Originally, gasoline engines solely used carburetors to prepare the air and gas mixture. However, the relative inaccuracy of this method has led to the development of direct fuel injection, resulting in a more efficient burn and lower emissions. Below, I’m going to explain how the system works as well as its pros and cons. It is likely that a greater number of vehicles will be built with this type of engine in the future, so it’s worth to understand its operation.
How Direct Fuel Injection Works
In most gasoline-fueled cars, the engine operates on a four-stroke cycle. In a four-stroke engine, during the first step the intake valve opens and the cylinder is filled with a mixture of gas and air. Next, the valves close and the piston moves up, compressing the mixture. After that happens, ignition is triggered, sending the piston downwards in what is known as the power stroke. Lastly, the exhaust valve opens and the piston travels upward, forcing out the waste fumes.
In a carbureted vehicle, the fuel blend is mixed before entering the cylinder on the first stroke. With direct injection, the gas is sprayed into the cylinder while the air enters through the intake manifold.
There are a number of benefits to a direct-injected engine. The primary advantages involve improved fuel economy and greater power output. Each burst of gasoline is normally measured and timed by the onboard computer, translating into greater efficiency and less pollution. In addition, the ultra-fine droplets and even the dispersal created by the system has a cooling effect on the engine that increases power across the entire RPM band.
When it’s running, the computer is continuously varying between different air-gas ratios to ensure the best performance. The three modes are “full power,” “ultra lean burn,” and “stoichiometric.” During a full power burn, the mixture is richer, enabling the car to accelerate faster and prevent knock. “Ultra lean burn” pushes the ratio as high as 65: 1, providing emission reductions under low-stress situations. “Stoichometric” mode runs the engine at a 14.7: 1 mixture, the optimum combination that ensures a 100% burn, used for moderate-stress situations.

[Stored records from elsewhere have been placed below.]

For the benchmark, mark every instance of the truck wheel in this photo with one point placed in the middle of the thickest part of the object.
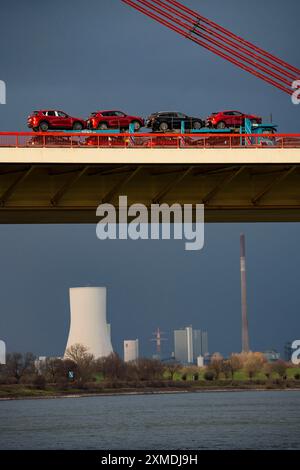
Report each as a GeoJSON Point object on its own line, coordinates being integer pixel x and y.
{"type": "Point", "coordinates": [137, 125]}
{"type": "Point", "coordinates": [44, 126]}
{"type": "Point", "coordinates": [77, 126]}
{"type": "Point", "coordinates": [221, 125]}
{"type": "Point", "coordinates": [163, 126]}
{"type": "Point", "coordinates": [197, 125]}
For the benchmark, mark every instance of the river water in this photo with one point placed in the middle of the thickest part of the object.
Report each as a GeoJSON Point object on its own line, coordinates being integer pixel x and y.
{"type": "Point", "coordinates": [222, 420]}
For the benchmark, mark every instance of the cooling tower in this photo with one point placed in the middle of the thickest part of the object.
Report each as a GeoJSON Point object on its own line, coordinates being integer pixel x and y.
{"type": "Point", "coordinates": [245, 330]}
{"type": "Point", "coordinates": [88, 320]}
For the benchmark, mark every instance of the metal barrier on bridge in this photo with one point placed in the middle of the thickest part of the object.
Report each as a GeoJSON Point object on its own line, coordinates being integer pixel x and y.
{"type": "Point", "coordinates": [87, 139]}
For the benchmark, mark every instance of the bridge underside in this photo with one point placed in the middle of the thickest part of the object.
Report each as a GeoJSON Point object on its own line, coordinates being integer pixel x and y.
{"type": "Point", "coordinates": [70, 193]}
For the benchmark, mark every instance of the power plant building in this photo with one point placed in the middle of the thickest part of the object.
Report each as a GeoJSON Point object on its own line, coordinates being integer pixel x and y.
{"type": "Point", "coordinates": [131, 350]}
{"type": "Point", "coordinates": [88, 320]}
{"type": "Point", "coordinates": [190, 344]}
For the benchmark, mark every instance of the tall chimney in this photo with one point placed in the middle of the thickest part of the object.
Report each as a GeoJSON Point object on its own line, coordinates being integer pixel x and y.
{"type": "Point", "coordinates": [245, 331]}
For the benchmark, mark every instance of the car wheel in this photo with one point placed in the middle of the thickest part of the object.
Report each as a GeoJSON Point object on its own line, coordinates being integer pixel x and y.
{"type": "Point", "coordinates": [163, 126]}
{"type": "Point", "coordinates": [77, 126]}
{"type": "Point", "coordinates": [221, 125]}
{"type": "Point", "coordinates": [44, 126]}
{"type": "Point", "coordinates": [103, 126]}
{"type": "Point", "coordinates": [197, 125]}
{"type": "Point", "coordinates": [137, 125]}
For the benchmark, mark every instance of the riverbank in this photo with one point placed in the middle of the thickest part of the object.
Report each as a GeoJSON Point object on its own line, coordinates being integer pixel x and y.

Unfortunately, direct injection systems are more expensive and complex to build, resulting in a concentration among high-performance cars and trucks. Another drawback to these systems is the component durability. The assembly must be able to handle high-pressure gasoline as well as the heat and pressure in the cylinder for extended periods of time. Furthermore, the assembly must be very accurate in order to direct the spray properly. This tight tolerance can also make the assembly unreliable, especially if the engine is routinely placed in high-stress situations or driven for long distances.
Even though prices currently remain reliably high for these systems, their improved performance and fuel efficiency is likely to spur their adoption in additional car models. Before long, carburetors will be a distant memory.